The problem description
It seems that something has changed in Haskell since the publication of Learn you a Haskell for Great Good. When creating Monads
you not only have to define the Functor
but also now the Applicative
implementation.
In Chapter 14 of the book, in the section on "Making Monads", we define a newtype Prob
like...
newtype Prob a = Prob { getProb :: [(a, Rational)] } deriving Show
and then its Functor
instance...
instance Functor Prob where
fmap f (Prob xs) = Prob $ map (\(x, p) -> (f x, p)) xs
and then the book goes on to define the Monad
instance for it...
flatten :: Prob (Prob a) -> Prob a
flatten (Prob xs) = Prob $ concat $ map multAll xs
where multAll (Prob innerxs, p) = map (\(x,r) -> (x,r*p)) innerxs
instance Monad Prob where
return x = Prob [(x,1%1)]
m >>= f = flatten (fmap f m)
fail _ = Prob []
but I get an error...
• No instance for (Applicative Prob) arising from the superclasses of an instance declaration
• In the instance declaration for ‘Monad Prob’

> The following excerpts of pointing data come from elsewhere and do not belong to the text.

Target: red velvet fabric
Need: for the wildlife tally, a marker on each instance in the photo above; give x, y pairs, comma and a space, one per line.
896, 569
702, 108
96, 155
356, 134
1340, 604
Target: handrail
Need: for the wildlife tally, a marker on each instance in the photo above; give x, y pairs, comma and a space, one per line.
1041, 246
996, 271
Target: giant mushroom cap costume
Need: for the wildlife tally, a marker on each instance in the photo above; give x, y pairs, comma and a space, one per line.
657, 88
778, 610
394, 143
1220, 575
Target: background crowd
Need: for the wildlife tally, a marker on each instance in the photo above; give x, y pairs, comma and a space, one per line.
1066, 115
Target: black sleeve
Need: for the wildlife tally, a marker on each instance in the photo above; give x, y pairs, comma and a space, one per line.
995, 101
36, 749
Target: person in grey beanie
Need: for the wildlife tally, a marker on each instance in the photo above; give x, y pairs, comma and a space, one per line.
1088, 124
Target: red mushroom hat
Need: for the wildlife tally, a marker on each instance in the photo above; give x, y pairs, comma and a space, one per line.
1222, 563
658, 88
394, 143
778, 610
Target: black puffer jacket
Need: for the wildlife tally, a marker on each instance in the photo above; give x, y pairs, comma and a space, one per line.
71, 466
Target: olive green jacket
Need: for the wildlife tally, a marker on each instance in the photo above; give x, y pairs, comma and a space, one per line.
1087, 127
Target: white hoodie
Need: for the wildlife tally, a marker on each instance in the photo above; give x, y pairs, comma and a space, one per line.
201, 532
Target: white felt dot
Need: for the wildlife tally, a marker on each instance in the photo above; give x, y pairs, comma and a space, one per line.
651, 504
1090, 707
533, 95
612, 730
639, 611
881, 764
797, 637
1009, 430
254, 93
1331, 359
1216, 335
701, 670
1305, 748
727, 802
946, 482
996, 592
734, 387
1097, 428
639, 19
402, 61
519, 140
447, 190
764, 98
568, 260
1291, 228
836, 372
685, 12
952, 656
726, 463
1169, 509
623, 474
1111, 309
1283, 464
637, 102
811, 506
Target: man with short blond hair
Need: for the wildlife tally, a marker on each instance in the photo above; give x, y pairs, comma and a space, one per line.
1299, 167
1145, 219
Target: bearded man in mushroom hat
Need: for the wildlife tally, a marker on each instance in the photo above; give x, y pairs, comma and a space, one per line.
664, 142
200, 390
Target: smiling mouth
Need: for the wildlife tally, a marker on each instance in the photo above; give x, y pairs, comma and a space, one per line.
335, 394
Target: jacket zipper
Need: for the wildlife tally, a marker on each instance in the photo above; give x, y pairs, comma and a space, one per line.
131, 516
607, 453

I've read that the Applicative
instance is now explicitly required and created my solution and wondered if it is correct?
Current attempt at implementing it myself
My implementation is...
instance Applicative Prob where
pure x = Prob [(x, 1%1)]
(Prob xs) <*> (Prob ys) = Prob ([(f y, p * q) | (f, p) <- xs, (y, q) <- ys])
I've done this as the first parameter of the <*>
could be something like Prob [((*3),1%2),((+1),1%2)]
so it would seem that each function in the first parameter would have to be applied to every value in the second parameter and that also the probabilities would have to be dealt with somehow.
Request for answers
Which just seems wrong to me, I don't like that I've pulled out the probabilities like this when the implementation in the book was just automatic and didn't require any of this extra work. I wondered if there is a simpler way to define what I have created or even if this is just wrong in the first place? I feel like there is possibly an fmap
hiding in my Applicative
code somewhere but I'm too new to find it myself.
Even better would be if there is an updated resource for these missing implementations which I've, as yet, been unsuccessful in finding.